After Mr. and Mrs. Gould’s death the business and social interests of their children called them from town, and for several years the elder Col. Edwards had an oversight of the property. In the year 1849 it was sold to Capt. Silas Sheldon, who in turn bequeathed it to his son, Mr. F. K. Sheldon.
For over fifty years Woodbridge Hall was the home of Mr. Sheldon, and he greatly beautified the place by putting in new windows throughout the house, building a wide porch on the south side, and bay windows on the east and west sides. In 1901 he sold the property to Mr. Newton Strong, who occupies the house with his family. He has already made many improvements in the interior of the place, and continues to make Woodbridge Hall what it has been from its earliest history, “the house beautiful,” a house filed with pleasant memories of delightful people who have from time to time called this place “Home!”
The Last Sixty Years
[Above]…is a write-up on Woodbridge Hall, written for the church paper of Southampton in 1903 by Mrs. Carrie P. Poler, a native of Southampton. It brings the history of the house up to its purchase by the Newton Strong family in 1901. At this time many of the tobacco barns and farm outbuildings were added.
The Strongs lived here until 1933 when it was sold to the Clyde Conners who lived here and operated a dairy until 5 1/2 acres, including the house and all barns, were sold to the Chas. C. McPhersons in 1947.
During the years of occupancy by the Conners, the original kitchen and wood house were torn down.
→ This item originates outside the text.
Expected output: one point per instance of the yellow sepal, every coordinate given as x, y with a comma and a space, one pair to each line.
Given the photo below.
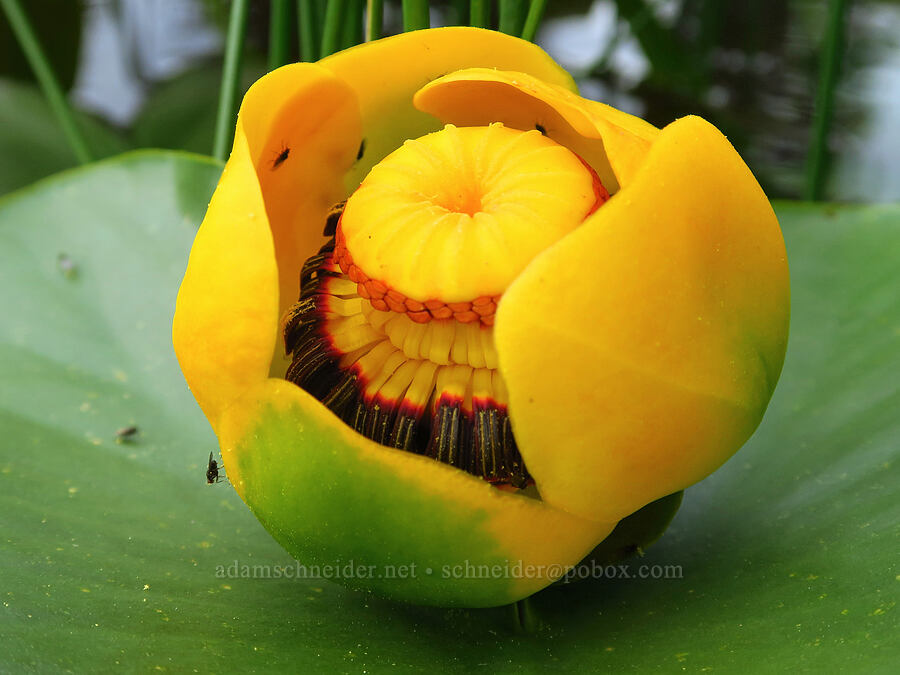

Since 1947, the house has been completely restored as near as possible to its original design. The front porch, which was added in 1850’s was removed. The fireplace in each room was opened up, which had been closed in seven of the eight rooms in 1825 with the advent of the Franklin Stove. The large four-pane window sashes were replaced by the old fashioned sixteen-pane sash as were in the original house. The tunnel connecting the secret stairway and the barn was filled in, and the flagstone terrace and screen porch added.
All wiring and the heating system has been modernized. A new modern kitchen, service area, garage and greenhouse have been added. All of the farming buildings – barns, sheds, etc. – have been removed and replaced by shrubs, trees and gardens.
A pond about a half acre in size and seven feet deep, fed by cold water springs – has been dug in the lower meadow. In addition to being stocked with fish, it provides additional fire protection.
During the one and three quarter centuries of the history of the original Woodbridge Hall, there have been only six families living here since the first original house built in 1776.
And the house is studily built, with many of the original hand-hewn, pegged beams, and is good for many years and future generations.